Entry 14: Nuclear Twitter vs. Korea Twitter

Un-NY-Message

Editor’s Note: This is the 14th installment in Van Jackson’s daily writing journal, “Nuke Your Darlings,” which tracks his six-month battle to write a new book on North Korea. Will he meet his deadline?

 

I wrote about 450 words today, but spent way too much time on Twitter. I’ve realized that Nuclear Twitter and Korea Twitter are not on the same page with each other about North Korea, even among people who share the same policy preferences. I’m stuck in the middle with this book (and my life), trying to bridge a gap that I’m not sure area specialists and nuclear specialists even realize exists.

I got sucked into the Twittersphere because of Kim Jong Un’s New Year’s speech, while garnered a ton of attention. I’m not going to write an op-ed here, but since it bears on the book, let me offer some thoughts.

Here’s what I think it confirmed that many of us already suspected:

  • There’s not much threat of North Korea using nukes for coercive purposes except during an episode of violence or conflict.
  • If North Korea resorts to nuclear first-use, it’ll be because of an ill-considered (overly aggressive) action on our part.
  • North Korea believes — or at least is willing to posture as if — it has achieved mutual vulnerability with the United States via its “state nuclear force.”
  • North Korea won’t abide a “bloody nose” without fighting back.
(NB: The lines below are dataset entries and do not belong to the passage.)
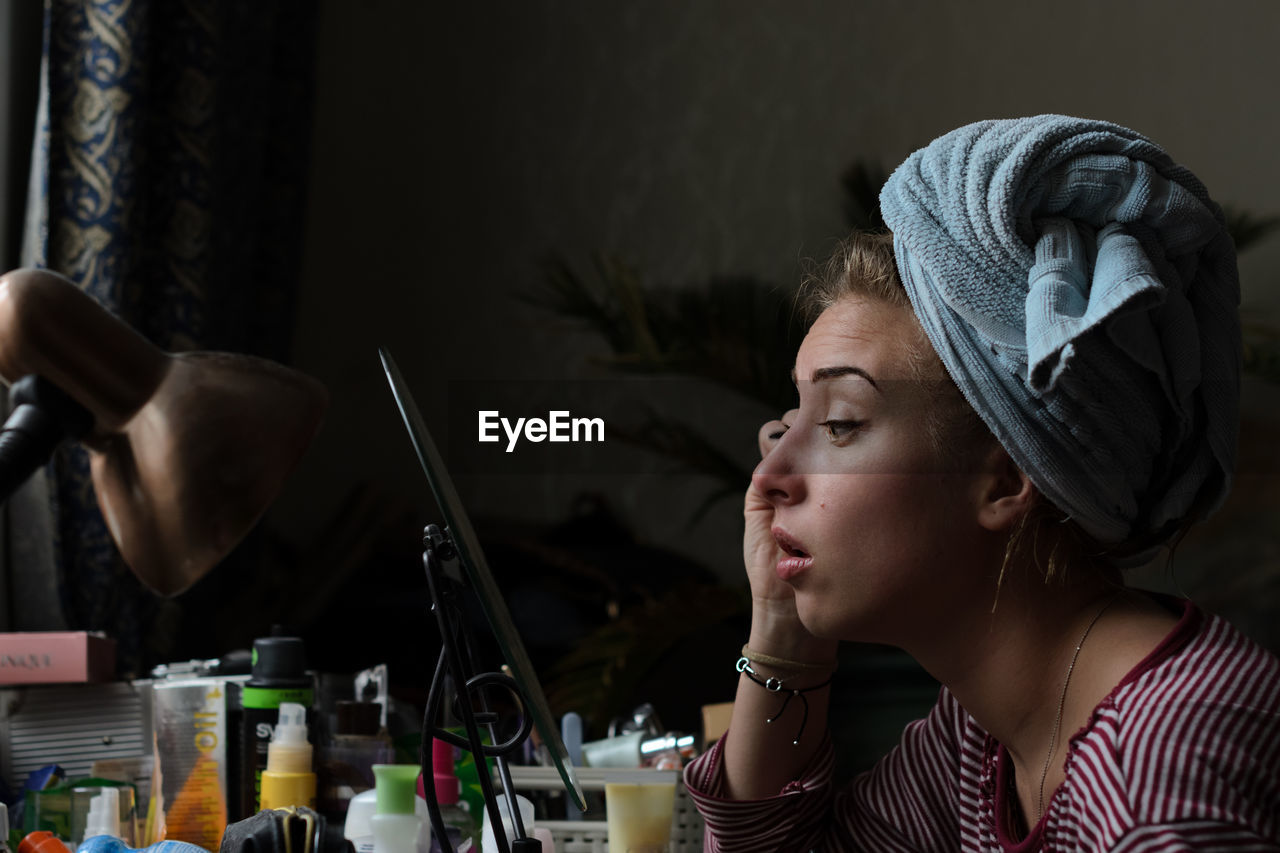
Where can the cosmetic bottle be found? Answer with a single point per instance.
(396, 826)
(278, 675)
(104, 816)
(359, 829)
(489, 844)
(457, 820)
(288, 779)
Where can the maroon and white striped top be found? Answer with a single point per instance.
(1183, 755)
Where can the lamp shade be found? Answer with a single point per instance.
(186, 450)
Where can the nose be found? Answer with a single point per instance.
(777, 477)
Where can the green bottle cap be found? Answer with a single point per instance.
(396, 785)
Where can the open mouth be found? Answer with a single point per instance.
(789, 546)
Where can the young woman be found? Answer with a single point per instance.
(1029, 386)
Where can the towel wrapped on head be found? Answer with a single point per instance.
(1080, 288)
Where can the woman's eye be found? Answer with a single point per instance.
(841, 429)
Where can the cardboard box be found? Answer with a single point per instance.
(51, 657)
(191, 783)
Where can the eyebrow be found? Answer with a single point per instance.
(837, 372)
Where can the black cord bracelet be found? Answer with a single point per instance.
(775, 685)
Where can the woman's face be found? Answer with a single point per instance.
(877, 524)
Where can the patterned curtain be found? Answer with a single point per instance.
(168, 181)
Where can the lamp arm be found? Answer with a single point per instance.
(42, 418)
(53, 328)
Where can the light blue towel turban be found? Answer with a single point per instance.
(1080, 288)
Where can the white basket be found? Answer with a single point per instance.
(592, 836)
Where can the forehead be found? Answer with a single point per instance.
(868, 333)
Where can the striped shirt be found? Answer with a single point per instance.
(1183, 755)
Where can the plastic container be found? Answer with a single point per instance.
(279, 675)
(396, 826)
(288, 779)
(108, 844)
(458, 821)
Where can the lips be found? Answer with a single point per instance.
(795, 559)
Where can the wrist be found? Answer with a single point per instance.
(782, 635)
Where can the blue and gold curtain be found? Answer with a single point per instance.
(168, 181)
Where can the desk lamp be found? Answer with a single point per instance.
(186, 450)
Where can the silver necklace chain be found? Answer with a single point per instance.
(1061, 705)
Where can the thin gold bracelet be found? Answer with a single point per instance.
(784, 664)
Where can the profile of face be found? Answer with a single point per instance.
(880, 530)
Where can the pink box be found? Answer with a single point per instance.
(49, 657)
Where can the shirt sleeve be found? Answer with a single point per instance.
(908, 802)
(1194, 836)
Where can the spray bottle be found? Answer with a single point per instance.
(288, 779)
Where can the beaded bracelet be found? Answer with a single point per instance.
(775, 685)
(784, 664)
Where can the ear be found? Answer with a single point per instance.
(1005, 493)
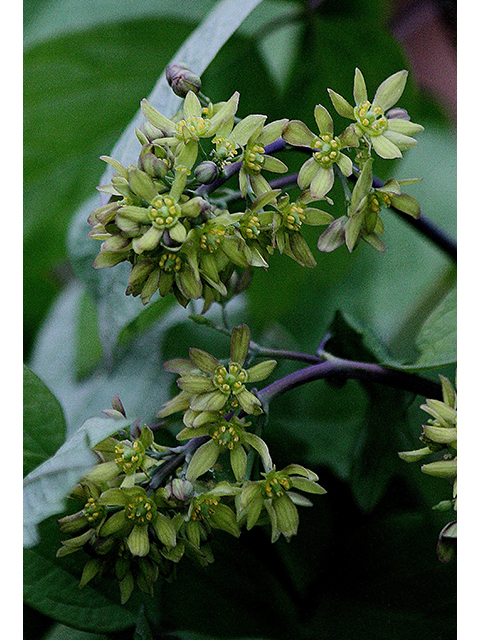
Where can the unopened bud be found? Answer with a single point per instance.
(182, 79)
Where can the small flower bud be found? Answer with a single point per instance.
(397, 112)
(206, 172)
(182, 79)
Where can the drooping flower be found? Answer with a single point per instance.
(208, 385)
(389, 134)
(226, 436)
(274, 495)
(317, 172)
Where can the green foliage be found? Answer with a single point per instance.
(363, 560)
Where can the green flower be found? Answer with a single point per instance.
(123, 457)
(440, 436)
(274, 495)
(389, 134)
(226, 436)
(207, 511)
(287, 222)
(138, 515)
(317, 172)
(183, 136)
(208, 385)
(251, 134)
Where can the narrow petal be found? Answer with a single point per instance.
(203, 459)
(323, 119)
(138, 542)
(389, 92)
(298, 134)
(342, 107)
(385, 148)
(240, 344)
(307, 173)
(238, 461)
(322, 182)
(359, 88)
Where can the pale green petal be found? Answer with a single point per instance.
(245, 128)
(195, 384)
(165, 530)
(138, 542)
(385, 148)
(323, 119)
(298, 134)
(192, 106)
(287, 515)
(342, 107)
(322, 182)
(389, 92)
(203, 459)
(213, 401)
(399, 140)
(359, 88)
(238, 460)
(272, 131)
(240, 344)
(404, 126)
(260, 446)
(307, 173)
(345, 165)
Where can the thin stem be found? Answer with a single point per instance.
(340, 368)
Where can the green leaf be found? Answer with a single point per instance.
(51, 587)
(197, 52)
(61, 632)
(437, 340)
(47, 486)
(43, 422)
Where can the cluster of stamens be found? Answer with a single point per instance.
(129, 459)
(170, 262)
(225, 150)
(326, 150)
(163, 212)
(371, 118)
(192, 128)
(231, 381)
(277, 485)
(226, 436)
(294, 217)
(254, 158)
(141, 510)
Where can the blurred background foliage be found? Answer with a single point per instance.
(363, 564)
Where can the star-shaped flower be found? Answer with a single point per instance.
(389, 134)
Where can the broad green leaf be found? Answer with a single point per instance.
(51, 587)
(43, 422)
(197, 52)
(47, 486)
(437, 340)
(61, 632)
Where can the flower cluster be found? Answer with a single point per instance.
(440, 439)
(163, 217)
(145, 506)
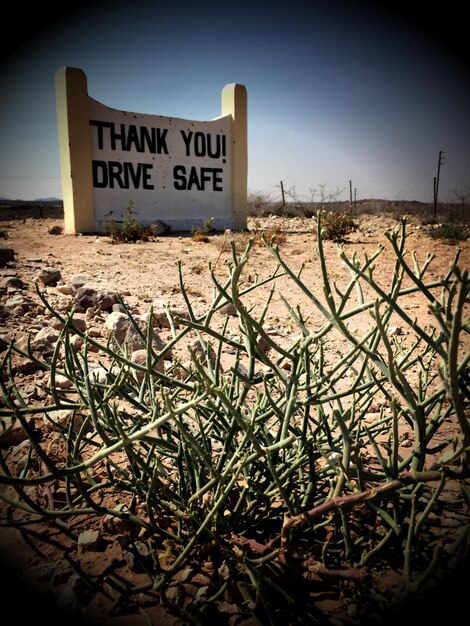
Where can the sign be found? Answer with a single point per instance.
(178, 171)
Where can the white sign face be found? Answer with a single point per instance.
(163, 168)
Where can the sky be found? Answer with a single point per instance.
(338, 90)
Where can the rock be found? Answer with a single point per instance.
(134, 342)
(200, 353)
(12, 282)
(6, 255)
(97, 297)
(98, 375)
(160, 228)
(55, 230)
(62, 382)
(44, 337)
(16, 302)
(79, 280)
(140, 358)
(11, 432)
(136, 554)
(116, 325)
(119, 525)
(90, 541)
(67, 290)
(49, 275)
(229, 309)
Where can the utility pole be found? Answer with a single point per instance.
(436, 184)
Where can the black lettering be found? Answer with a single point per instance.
(134, 174)
(115, 171)
(100, 125)
(114, 136)
(214, 154)
(132, 138)
(100, 174)
(200, 144)
(147, 175)
(217, 179)
(148, 138)
(194, 180)
(187, 139)
(198, 178)
(179, 176)
(161, 140)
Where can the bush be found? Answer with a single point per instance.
(128, 230)
(449, 231)
(279, 478)
(336, 225)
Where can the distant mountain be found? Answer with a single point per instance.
(36, 201)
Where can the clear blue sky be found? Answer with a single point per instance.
(337, 90)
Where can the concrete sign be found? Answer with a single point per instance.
(181, 172)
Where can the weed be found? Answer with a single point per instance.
(450, 232)
(129, 230)
(286, 472)
(201, 234)
(336, 225)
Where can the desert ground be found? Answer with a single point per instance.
(146, 274)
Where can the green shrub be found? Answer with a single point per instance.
(450, 231)
(128, 230)
(335, 225)
(280, 477)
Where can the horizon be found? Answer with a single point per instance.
(336, 91)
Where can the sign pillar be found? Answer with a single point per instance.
(75, 151)
(178, 171)
(234, 103)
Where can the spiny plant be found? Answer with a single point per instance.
(281, 475)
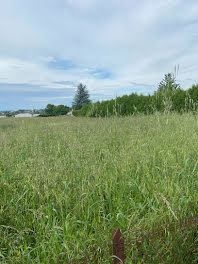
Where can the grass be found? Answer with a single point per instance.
(67, 183)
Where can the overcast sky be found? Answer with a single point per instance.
(115, 47)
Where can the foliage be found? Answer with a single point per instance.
(67, 183)
(169, 97)
(81, 97)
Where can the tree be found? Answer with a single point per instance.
(49, 110)
(168, 83)
(166, 89)
(81, 97)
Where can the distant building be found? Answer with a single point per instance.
(26, 115)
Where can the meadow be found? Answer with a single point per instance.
(67, 183)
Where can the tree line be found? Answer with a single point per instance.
(168, 97)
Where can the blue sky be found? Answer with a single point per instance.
(115, 47)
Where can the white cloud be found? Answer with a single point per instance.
(136, 41)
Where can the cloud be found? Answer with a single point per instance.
(114, 46)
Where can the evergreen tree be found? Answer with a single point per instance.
(81, 97)
(168, 83)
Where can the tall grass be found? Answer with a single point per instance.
(67, 183)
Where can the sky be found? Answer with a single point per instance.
(115, 47)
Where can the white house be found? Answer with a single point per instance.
(26, 115)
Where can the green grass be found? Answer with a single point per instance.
(67, 183)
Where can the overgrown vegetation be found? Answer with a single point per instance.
(67, 183)
(169, 97)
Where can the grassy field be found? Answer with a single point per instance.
(67, 183)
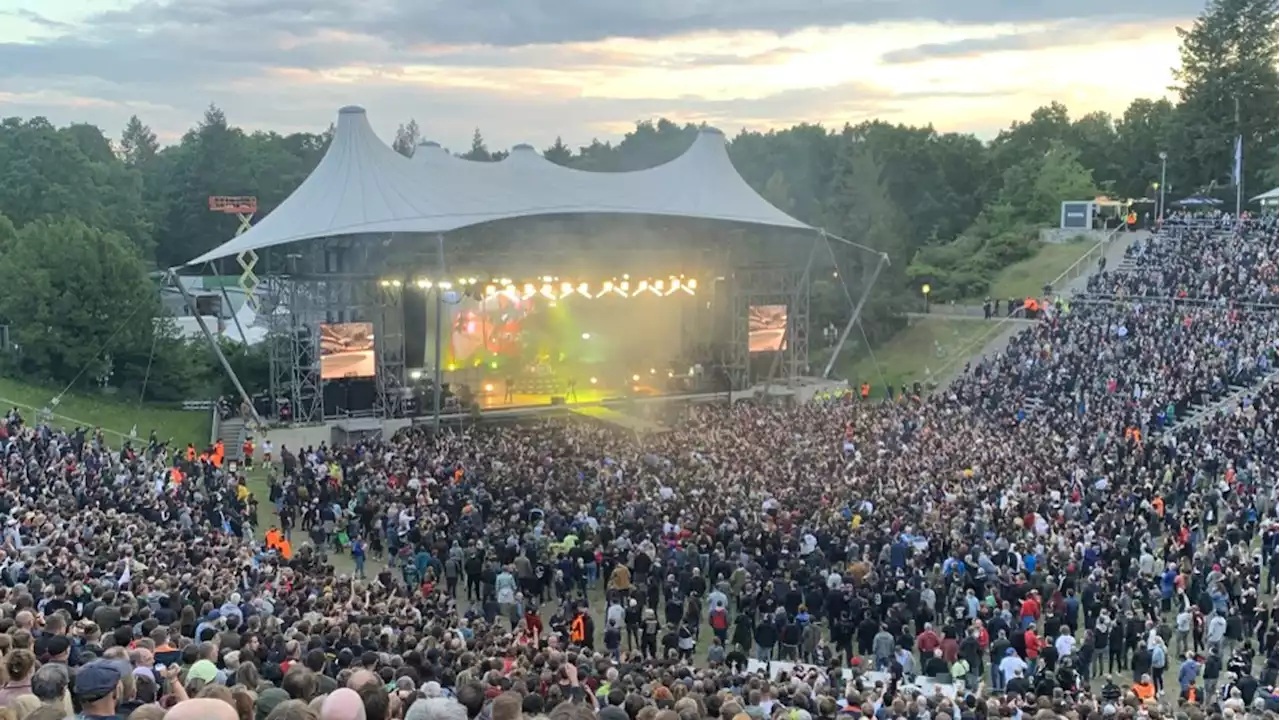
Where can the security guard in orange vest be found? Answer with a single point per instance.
(577, 630)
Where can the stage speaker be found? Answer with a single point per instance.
(415, 327)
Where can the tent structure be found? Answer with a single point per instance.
(1269, 197)
(361, 186)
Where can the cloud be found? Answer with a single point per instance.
(37, 19)
(533, 22)
(1059, 35)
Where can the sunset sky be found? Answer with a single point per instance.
(529, 71)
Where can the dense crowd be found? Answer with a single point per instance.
(1041, 537)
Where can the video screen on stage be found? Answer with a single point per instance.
(766, 328)
(347, 351)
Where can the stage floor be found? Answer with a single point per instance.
(588, 395)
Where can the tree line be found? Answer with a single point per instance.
(86, 218)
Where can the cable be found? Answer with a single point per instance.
(99, 351)
(146, 377)
(872, 352)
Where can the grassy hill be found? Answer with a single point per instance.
(115, 415)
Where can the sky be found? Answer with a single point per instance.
(530, 71)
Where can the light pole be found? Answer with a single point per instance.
(1164, 165)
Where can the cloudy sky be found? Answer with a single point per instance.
(526, 71)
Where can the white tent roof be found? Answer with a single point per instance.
(362, 186)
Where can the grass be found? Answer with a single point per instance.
(115, 415)
(917, 354)
(1028, 277)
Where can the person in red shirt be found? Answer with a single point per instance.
(1031, 609)
(927, 642)
(1033, 645)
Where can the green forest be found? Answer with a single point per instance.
(88, 214)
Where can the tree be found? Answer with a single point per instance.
(138, 145)
(859, 206)
(558, 153)
(778, 192)
(407, 137)
(80, 301)
(479, 150)
(1230, 55)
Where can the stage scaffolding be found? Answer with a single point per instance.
(362, 279)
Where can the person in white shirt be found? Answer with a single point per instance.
(1011, 665)
(1065, 642)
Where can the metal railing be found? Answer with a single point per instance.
(1087, 261)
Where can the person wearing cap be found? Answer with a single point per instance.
(97, 689)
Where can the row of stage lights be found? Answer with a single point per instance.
(552, 287)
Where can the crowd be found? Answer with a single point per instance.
(1042, 537)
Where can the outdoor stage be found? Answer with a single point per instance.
(397, 287)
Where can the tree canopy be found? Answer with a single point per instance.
(83, 218)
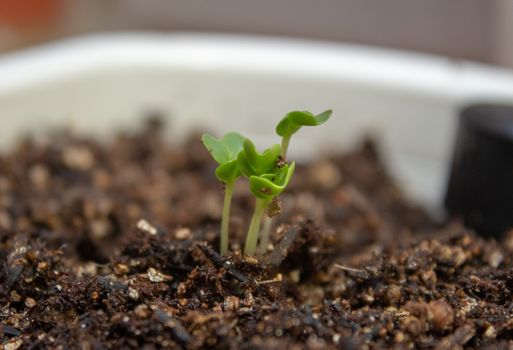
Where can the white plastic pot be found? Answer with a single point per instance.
(99, 84)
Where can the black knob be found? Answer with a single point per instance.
(480, 188)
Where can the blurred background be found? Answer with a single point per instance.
(479, 30)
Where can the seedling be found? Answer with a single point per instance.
(293, 121)
(225, 152)
(267, 179)
(268, 172)
(288, 126)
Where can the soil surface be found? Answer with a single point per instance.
(114, 246)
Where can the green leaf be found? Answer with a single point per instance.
(294, 120)
(268, 186)
(225, 149)
(228, 172)
(251, 162)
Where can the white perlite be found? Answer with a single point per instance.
(145, 226)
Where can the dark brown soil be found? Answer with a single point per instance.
(114, 246)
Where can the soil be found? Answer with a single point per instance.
(114, 245)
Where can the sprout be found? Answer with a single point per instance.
(225, 152)
(268, 172)
(288, 126)
(293, 121)
(266, 181)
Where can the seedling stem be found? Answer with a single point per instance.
(254, 227)
(225, 221)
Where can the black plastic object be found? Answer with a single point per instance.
(480, 188)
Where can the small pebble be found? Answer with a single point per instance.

The formulation Kim used in the speech was “we will react resolutely to any acts of harassing peace and security on the Korean peninsula.” This is consistent with, and even a slight escalation of, the rhetoric associated with its historical track record of meeting pressure with pressure.

The most newsworthy (and surprisingly least covered) aspect of the speech is the naked calculation to insert a wedge between the United States and South Korea. While Kim Jong Un talked about the entire United States now being in range of its nukes, it simultaneously struck a surprisingly conciliatory tone toward the South. This is all in keeping with the revival of Kim Il Sung’s goal from the 1960s: unify the Peninsula under the political leadership of the North by fracturing the U.S.-South Korean alliance and meddling in South Korea’s domestic politics.

Why does any of this matter if you’re not a Korea hand or don’t live in South Korea? Because violence of every kind was commonplace the last time the unification goal and wedge strategy were prominent in North Korean thinking. Carefully calibrated violence became a means of trying to decouple the United States and South Korea. In the process, it triggered multiple crises that would have led to war if not for U.S. restraint during the crises. Think I’m overstating how crucial U.S. restraint was in these cases? Read the longer history for yourself.

Anyway, the speech is well timed to incorporate a lot of goodies from it into the current chapter on how North Korea thinks about its nuclear weapons and coercion generally.

 

Van Jackson is a senior editor at War on the Rocks.